O futsal foi a modalidade com maior número de inscritos nesta edição: dos 2.080 atletas participantes, 900 competiram nas categorias masculina e feminina. As finais foram disputadas com intensidade, já que os campeões representarão Cuiabá nos Jogos Estaduais.

O duelo na categoria 15 a 17 anos feminino foi protagonizado entre a Escola Estdual Clênia R. de Souza e a Escola Estadual Governador José Fragelli (Arena), que terminou empatado em 4×4 no tempo normal. Nos pênaltis, a equipe da Arena levou a melhor por 2×1. A técnica Diana Araújo se emocionou ao relembrar a trajetória da equipe. “Quando assumi, o futsal era motivo de chacota. Em cinco meses, levamos o time ao vice-campeonato. Prometi que este ano seríamos campeãs, e cumprimos. Treinamos sem ginásio, com mini trave, e superamos todas as dificuldades”, contou.

Na final masculina da mesma faixa etária, a rivalidade entre a Escola Estadual Padre Ernesto e o Colégio Isaac Newton (CIN) ficou evidente.

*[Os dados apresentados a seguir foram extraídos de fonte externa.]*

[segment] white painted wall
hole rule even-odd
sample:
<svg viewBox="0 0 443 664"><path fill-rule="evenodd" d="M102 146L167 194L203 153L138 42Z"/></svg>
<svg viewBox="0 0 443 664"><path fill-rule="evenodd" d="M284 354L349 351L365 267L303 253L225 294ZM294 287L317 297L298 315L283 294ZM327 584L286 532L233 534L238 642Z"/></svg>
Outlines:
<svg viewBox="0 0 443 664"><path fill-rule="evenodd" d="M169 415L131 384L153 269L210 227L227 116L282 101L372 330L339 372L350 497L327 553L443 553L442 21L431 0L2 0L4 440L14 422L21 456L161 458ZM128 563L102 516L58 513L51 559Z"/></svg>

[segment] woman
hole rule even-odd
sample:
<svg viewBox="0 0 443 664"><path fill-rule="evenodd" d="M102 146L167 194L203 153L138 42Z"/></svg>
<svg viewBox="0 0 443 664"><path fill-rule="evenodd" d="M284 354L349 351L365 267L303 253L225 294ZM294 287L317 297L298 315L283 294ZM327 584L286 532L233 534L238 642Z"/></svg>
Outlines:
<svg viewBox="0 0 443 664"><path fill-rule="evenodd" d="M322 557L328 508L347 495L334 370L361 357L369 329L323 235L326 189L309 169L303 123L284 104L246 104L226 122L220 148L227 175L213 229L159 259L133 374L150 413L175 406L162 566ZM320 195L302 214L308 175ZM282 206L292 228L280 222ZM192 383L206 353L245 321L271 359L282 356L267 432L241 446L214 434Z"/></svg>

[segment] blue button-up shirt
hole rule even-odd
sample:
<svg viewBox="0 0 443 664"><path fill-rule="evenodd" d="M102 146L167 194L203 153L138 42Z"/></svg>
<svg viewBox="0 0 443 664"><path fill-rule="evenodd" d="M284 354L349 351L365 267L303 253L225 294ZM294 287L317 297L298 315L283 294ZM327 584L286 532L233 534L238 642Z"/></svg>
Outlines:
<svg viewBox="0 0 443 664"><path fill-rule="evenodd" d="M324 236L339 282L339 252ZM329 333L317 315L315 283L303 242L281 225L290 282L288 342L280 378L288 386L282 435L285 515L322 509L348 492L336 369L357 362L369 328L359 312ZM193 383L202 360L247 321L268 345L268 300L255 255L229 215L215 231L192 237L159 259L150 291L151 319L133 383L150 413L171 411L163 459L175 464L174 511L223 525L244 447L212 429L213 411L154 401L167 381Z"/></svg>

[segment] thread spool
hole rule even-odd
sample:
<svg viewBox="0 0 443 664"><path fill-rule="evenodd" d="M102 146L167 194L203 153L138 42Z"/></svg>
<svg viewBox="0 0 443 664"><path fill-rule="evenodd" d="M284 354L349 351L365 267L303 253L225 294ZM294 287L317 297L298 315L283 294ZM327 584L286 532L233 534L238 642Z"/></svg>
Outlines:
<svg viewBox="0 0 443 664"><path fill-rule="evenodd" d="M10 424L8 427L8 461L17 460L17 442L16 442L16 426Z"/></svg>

Com dois gols do venezuelano Beiker Jose Rodriguez Rincones e um de Carlos Eduardo, o Padre Ernesto venceu por 3×1. “Sou estrangeiro, venho da Venezuela. Vim para cá com o sonho de jogar futebol, estudar e construir uma nova vida. Essa vitória foi um sonho realizado para mim. Consegui fazer dois gols no jogo, e quero agradecer de coração a toda a torcida por nos apoiar aqui hoje”, disse Beiker, emocionado.

O técnico Gabriel Magalhães, da Padre Ernesto, exaltou a superação da equipe diante das adversidades. “Desde pequeno vejo a rivalidade entre escolas públicas e particulares. É difícil competir com escolas como o CIN, Maxi e Fato, que treinam praticamente todos os dias. Já nós enfrentamos problemas com documentação, falta de chuteiras, caneleiras, meiões. Essa gurizada muitas vezes não tem nada disso. Mas tem garra e amor ao jogo. Hoje fizemos história e vamos fazer de novo, agora no estadual”, afirmou.

A final da categoria feminina B, entre o Colégio Ibero Americano e o Colégio Coração de Jesus, foi adiada para segunda-feira (24), no ginásio Dom Aquino, com horário ainda a ser definido. O adiamento ocorreu devido a uma confusão entre torcidas do Padre Ernesto e do CIN, do lado de fora do ginásio. A Polícia Militar agiu rapidamente e garantiu a segurança, permitindo a continuidade do evento.

Na categoria masculina, de 12 a 14 anos, o Colégio Isaac Newton conquistou a vitória sobre o Colégio Maxi por 8×1, garantindo o título com uma forte atuação da equipe.

O secretário municipal de Esportes e Lazer, Jefferson Neves destacou o recorde de público e agradeceu a atuação das forças de segurança. Segundo ele, todo trabalho foi realizado prevendo o grande evento. “Tivemos mais de 2.500 pessoas presentes, um marco nos Jogos Estudantis. Agradeço à Polícia Militar, à Secretaria Municipal de Segurança, em especial à coronel Francyanne, e ao coronel Fernando, comandante-geral da PM. Também agradeço ao prefeito Abilio, os servidores da secretaria e a federação de futsal e de desporto escolar e a todas as secretarias envolvidas. A estrutura de emergência com ambulância e equipe de pronto atendimento também esteve presente, como em todos os nossos eventos. Essa final foi grandiosa, e nos próximos anos, os JECs serão ainda melhores”, afirmou.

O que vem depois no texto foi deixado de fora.